Back in the Akkadian Empire, gold and silver were still used as a medium of exchange.
But the prices of goods and services were based on the weight of metal, and typically denominated in a unit called a ‘shekel’, about 8.33 grams.
For example, you could have bought 100 quarts of grain in ancient Mesopotamia for about 2 shekels of silver, a weight close to half an ounce in our modern units.
Both gold and silver were used in trade. And at the time the ‘exchange rate’ between the two metals was fixed at 8:1.
Throughout ancient times, the gold/silver ratio kept pretty close to that figure.
During the time of Hamurabbi in ancient Babylon, the ratio was roughly 6:1.
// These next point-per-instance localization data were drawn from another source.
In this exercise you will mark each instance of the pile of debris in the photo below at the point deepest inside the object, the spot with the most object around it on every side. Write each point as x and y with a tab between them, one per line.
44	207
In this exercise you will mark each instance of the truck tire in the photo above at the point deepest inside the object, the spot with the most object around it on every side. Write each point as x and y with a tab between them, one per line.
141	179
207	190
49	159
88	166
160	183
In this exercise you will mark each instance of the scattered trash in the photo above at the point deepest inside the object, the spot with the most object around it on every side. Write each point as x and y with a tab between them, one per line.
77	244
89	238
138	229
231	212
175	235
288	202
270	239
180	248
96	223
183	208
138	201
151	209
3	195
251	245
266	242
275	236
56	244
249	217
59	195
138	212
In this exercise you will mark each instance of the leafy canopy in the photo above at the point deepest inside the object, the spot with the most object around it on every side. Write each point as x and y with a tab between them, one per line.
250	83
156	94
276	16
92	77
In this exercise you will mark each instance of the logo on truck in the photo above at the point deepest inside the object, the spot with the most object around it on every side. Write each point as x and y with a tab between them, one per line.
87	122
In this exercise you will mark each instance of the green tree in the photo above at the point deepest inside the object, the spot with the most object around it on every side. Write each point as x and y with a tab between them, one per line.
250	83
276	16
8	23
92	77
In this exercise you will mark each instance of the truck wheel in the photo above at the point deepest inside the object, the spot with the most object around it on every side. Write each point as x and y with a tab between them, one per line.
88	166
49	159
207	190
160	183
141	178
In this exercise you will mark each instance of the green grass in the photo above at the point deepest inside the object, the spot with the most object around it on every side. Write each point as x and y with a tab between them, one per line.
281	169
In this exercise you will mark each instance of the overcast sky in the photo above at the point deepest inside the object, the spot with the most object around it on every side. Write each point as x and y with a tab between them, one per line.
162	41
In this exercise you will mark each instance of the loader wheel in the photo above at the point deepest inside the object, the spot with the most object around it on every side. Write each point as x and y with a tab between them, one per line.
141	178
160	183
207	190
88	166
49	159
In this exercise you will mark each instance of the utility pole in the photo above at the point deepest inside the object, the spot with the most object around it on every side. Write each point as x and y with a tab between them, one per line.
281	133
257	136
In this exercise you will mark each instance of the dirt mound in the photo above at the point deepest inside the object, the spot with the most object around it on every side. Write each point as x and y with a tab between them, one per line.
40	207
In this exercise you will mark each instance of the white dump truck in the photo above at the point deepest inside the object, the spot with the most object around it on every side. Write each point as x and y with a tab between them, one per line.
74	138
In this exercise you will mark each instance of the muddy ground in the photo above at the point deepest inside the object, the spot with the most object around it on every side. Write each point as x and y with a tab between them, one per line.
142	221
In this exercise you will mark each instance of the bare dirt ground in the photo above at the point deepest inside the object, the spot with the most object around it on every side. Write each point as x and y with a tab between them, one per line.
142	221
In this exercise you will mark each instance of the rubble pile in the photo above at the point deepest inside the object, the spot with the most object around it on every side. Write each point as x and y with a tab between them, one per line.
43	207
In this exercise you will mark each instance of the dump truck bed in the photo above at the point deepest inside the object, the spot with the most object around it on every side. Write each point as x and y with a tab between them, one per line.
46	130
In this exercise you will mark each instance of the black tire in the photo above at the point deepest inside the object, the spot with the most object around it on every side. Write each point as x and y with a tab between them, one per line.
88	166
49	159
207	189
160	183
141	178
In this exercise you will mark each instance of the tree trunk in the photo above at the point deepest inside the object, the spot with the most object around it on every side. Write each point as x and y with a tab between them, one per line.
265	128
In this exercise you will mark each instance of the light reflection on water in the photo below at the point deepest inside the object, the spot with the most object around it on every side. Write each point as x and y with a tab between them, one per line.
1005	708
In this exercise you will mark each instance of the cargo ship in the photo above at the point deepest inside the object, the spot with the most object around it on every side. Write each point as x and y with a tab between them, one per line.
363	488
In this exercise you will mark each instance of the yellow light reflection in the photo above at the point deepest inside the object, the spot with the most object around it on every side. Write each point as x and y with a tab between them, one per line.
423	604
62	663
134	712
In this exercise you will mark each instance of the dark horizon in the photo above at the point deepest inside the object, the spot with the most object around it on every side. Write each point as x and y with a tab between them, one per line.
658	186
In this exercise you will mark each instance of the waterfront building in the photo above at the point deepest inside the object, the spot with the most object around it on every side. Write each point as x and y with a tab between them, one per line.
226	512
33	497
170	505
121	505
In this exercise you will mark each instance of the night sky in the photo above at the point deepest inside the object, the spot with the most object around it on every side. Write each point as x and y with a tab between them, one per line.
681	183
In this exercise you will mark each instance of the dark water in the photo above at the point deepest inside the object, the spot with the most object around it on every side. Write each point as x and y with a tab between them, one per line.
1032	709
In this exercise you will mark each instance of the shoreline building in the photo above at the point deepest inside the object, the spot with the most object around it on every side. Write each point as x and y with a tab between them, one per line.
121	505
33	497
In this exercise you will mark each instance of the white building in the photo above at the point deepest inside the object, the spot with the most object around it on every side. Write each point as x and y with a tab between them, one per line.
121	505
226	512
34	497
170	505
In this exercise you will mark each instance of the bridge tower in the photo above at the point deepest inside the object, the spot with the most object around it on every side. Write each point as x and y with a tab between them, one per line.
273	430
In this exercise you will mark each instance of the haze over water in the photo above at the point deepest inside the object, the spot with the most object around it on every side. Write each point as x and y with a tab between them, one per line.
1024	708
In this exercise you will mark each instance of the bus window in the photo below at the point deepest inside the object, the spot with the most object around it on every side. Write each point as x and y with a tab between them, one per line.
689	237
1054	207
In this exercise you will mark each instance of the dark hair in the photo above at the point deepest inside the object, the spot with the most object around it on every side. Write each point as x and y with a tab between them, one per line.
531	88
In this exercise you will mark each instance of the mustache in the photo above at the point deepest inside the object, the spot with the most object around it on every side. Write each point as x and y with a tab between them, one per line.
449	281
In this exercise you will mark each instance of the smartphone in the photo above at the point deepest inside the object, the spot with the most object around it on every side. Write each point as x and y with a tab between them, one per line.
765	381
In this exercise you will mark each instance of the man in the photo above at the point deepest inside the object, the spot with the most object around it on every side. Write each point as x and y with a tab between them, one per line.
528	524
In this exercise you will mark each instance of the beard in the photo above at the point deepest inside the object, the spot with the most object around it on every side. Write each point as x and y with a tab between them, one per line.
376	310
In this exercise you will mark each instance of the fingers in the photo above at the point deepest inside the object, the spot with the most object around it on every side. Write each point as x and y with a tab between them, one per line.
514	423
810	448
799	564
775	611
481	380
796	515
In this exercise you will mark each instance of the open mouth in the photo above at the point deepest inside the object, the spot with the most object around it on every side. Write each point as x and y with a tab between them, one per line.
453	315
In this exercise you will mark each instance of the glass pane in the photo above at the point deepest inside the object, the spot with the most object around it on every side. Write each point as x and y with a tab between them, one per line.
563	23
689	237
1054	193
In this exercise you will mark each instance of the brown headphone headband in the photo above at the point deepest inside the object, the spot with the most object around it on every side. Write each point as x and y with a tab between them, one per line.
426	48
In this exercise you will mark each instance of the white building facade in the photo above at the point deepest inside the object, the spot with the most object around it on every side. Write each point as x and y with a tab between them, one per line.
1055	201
In ancient Egypt, it varied wildly, from 13:1 all the way to 2:1.
In Rome, around 12:1 (though Roman emperors routinely manipulated the ratio to suit their needs).
In the United States, the ratio between silver and gold was fixed at 15:1 in 1792. And throughout the 20th century it averaged about 50:1.
But given that gold is still traditionally seen as a safe haven, the ratio tends to rise dramatically in times of crisis, panic, and economic slowdown.
Just prior to World War II as Hitler rolled into Poland, the gold/silver ratio hit 98:1.
In January 1991 as the first Gulf War kicked off, the ratio once again reached 100:1, twice its normal level.